Because what the globe needs is yet another company pandering to tech elites and ignoring the huge numbers of people out there of modest means? I mean seriously, Apple does all this stuff you're saying, pulling in devs with the shiny stuff, and targeting the SF yuppie... and this helps the people in Spain and India how? Not to mention that you're talking about the market segment already occupied by Android. Mozilla was trying to cater to those left behind.

Mozilla's raison d'etre isn't to push libre software per se. It's to enable the masses; libre software is merely an asset in that mission.

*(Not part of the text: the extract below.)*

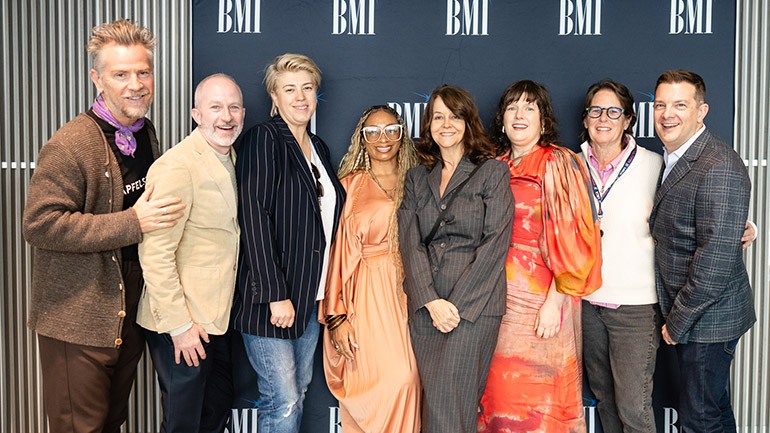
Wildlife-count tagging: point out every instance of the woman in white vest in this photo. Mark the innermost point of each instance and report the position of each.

...tech elites...SF yuppies...

Read again what I wrote: the point was to get the phones into the hands of hackers, so they would write apps and create that ecosystem to ultimately benefit people elsewhere. (If there's a place with a more active hacker culture than the Bay Area, let's bring the phones there.)

I agree with amyjess' point made elsewhere. A quality phone is the means by which you get people interested in a platform, particularly developers. I think that's what's happening with Android and iPhone, in that the first phones are expensive, but the cost is spiraling ever downward. I just would rather see a freer alternative succeed, and hoped FirefoxOS would be it.


The hackers in the bay area are more interested in shiny iphones than up'n'coming tools for the masses. You'd be better off doing it in Europe, where there is a stronger hacker culture towards doing stuff 'for everybody', plus much more familiarisation with i18n issues. In this bay area/startup bubble we live in, the default refrain is "I don't want to fiddle with the underlying machine", and that's not the kind of mindset you want for an underdog that is never going to be as polished as the market leader.

> iPhone ... but the cost is spiraling ever downward

The iPhone 1, the one that got people excited, was US$400. The iPhone 7 is US$650 (for the bottom model). Inflation in the US has not been 50%+ for the intervening decade.